Fashion, like life in general, abounds with half-truths. A perfect example occurred at the Michael Kors Collection show Wednesday morning, right there in the front row. Blake Lively wore a camel coat and dress. Classic camel, overcast morning, 10 a.m. — OK. But only half the story, at most, Blake glowed, a glorious vision in monochrome, from her modified Bardot bouffant right down to her ladified stilettoes. In between, her slipdress was aglow in Swarovski crystals, uplighting her movie-star face and ample décolletage.
Such is the way of Michael Kors (with clothes; he can claim no credit for Blake’s other assets). He elevates the real, the wearable, in some cases, the mundane, to a place so alluring, what fashion-aware woman wouldn’t want in? But then, Kors’ seasonal starting point is always “the women.”
“It’s always been about the muses,” he said during a preview. “In a strange way, they all kind of float through my head, they all kind of mash up together.” He ran off a litany of “theys”: Lee Radziwill, Penelope Tree, Diana Ross, Nan Kempner, Alexa Chung, Zendaya, Blake, women “unabashedly in love with looking fabulous.”
And doing so in a real-world context, albeit a tony one. This show was all about function made special and chic — coats (and more coats), sweaters, pants and skirts, the regular trappings of getting dressed, only delightfully zhooshed up. How everyday? Kors opened with the core basics — peacoat, white blouse, pullover and jeans, but the jeans happened to be feathered from the knees down. Camel made it onto the runway in a shawl-collared coat — a floral intarsia mink, worn over a sweater and tattersall cropped pant. Other coats got abundant fur collars or were cut in glistening floral brocades. An otherwise austere officer’s coat was sashed in mink. Another simple pleasure, knitted cashmere, came in a charcoal sweater-and-skirt duet that got the reality diva treatment with feathers — including matching feathered opera gloves.
The appeal of this collection was in its relatable glamour. As for Kors’ Ready-to-Wear, Ready-to-Go pieces, available immediately at the Madison Avenue store and online: Look 52, featuring a lot of snappy studs.
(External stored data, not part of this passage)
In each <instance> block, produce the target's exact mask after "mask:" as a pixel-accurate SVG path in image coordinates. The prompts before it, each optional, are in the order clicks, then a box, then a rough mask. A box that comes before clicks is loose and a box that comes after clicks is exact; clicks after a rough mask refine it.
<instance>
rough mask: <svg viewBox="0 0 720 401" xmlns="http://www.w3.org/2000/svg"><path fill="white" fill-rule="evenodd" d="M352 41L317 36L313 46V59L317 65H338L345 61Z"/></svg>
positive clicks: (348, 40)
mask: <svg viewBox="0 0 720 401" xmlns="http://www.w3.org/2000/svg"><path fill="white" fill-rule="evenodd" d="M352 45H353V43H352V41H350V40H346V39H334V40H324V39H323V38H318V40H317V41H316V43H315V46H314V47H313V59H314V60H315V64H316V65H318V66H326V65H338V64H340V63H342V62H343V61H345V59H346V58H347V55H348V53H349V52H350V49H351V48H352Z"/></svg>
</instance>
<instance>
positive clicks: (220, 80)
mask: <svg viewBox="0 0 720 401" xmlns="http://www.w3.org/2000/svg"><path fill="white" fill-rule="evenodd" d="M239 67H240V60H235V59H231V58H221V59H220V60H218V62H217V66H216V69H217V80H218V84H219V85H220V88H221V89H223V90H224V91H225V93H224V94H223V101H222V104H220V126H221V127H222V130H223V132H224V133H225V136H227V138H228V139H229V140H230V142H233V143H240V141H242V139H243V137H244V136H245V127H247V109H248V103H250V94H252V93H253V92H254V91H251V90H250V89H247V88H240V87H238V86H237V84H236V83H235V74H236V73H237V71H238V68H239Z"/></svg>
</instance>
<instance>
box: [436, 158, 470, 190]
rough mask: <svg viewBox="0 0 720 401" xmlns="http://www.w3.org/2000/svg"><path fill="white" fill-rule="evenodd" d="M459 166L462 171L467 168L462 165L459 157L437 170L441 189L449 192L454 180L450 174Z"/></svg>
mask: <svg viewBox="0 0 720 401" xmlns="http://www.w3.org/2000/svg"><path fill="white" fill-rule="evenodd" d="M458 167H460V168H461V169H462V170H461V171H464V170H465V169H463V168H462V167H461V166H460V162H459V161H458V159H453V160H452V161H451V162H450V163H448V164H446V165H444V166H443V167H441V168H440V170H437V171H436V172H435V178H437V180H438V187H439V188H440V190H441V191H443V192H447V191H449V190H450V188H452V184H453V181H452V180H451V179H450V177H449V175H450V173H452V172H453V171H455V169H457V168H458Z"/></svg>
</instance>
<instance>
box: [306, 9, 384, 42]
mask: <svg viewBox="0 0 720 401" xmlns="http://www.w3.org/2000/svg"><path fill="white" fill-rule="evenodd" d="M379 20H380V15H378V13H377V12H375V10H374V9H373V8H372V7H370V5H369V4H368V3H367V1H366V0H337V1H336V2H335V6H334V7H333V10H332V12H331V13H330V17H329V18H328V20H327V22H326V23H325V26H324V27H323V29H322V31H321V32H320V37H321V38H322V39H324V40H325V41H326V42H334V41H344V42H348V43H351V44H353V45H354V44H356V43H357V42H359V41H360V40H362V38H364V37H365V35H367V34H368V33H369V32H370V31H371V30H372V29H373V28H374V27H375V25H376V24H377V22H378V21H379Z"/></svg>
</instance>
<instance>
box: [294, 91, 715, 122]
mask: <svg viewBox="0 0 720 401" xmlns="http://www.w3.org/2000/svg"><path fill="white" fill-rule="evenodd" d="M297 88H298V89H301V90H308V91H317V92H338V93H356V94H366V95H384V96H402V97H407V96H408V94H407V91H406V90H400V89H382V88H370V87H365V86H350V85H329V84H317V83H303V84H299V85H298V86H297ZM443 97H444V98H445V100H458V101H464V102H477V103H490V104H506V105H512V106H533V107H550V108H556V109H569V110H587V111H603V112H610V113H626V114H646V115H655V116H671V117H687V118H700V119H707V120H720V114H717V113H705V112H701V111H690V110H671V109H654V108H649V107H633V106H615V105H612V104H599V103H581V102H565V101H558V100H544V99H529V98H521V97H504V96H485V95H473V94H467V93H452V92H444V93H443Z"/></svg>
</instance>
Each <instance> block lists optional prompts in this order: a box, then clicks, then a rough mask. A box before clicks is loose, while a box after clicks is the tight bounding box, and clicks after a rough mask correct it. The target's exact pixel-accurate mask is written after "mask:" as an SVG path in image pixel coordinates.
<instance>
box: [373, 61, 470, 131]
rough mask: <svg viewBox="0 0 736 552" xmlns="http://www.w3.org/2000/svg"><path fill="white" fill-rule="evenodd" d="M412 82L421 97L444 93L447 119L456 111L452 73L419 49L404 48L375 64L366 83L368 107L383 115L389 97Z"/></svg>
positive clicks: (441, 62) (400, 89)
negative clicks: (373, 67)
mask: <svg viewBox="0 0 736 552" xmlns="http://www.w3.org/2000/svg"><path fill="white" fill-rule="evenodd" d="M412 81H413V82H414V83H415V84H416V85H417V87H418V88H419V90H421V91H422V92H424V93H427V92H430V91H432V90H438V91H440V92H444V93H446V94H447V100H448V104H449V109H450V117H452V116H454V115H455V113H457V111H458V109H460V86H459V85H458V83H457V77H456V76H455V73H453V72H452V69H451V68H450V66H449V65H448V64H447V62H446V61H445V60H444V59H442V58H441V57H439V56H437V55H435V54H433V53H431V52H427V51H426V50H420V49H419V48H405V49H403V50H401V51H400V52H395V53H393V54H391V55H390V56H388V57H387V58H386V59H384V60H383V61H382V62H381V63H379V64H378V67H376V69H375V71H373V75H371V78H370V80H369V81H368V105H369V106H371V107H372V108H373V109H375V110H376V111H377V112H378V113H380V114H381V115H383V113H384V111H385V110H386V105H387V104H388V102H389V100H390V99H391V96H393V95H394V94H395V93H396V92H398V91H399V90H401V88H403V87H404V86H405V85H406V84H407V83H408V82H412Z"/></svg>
Not everything was gussied up; sometimes, a herringbone tweed suit and silk leopard-print shirtdress were just that, as Kors kept his shapes from classic to retro. If he erred with some dresses that rang a little too literally Sixties, they were few and far between.
A Sixties note that worked: versions of the song “Windy” on the soundtrack, including, for the finale, The Association’s 1967 original. The ditty finds Windy “tripping down the streets of the city…smiling at everybody she sees.” Of course she is. She’s a great-looking young woman dressed to the nines and loving it. So why not smile?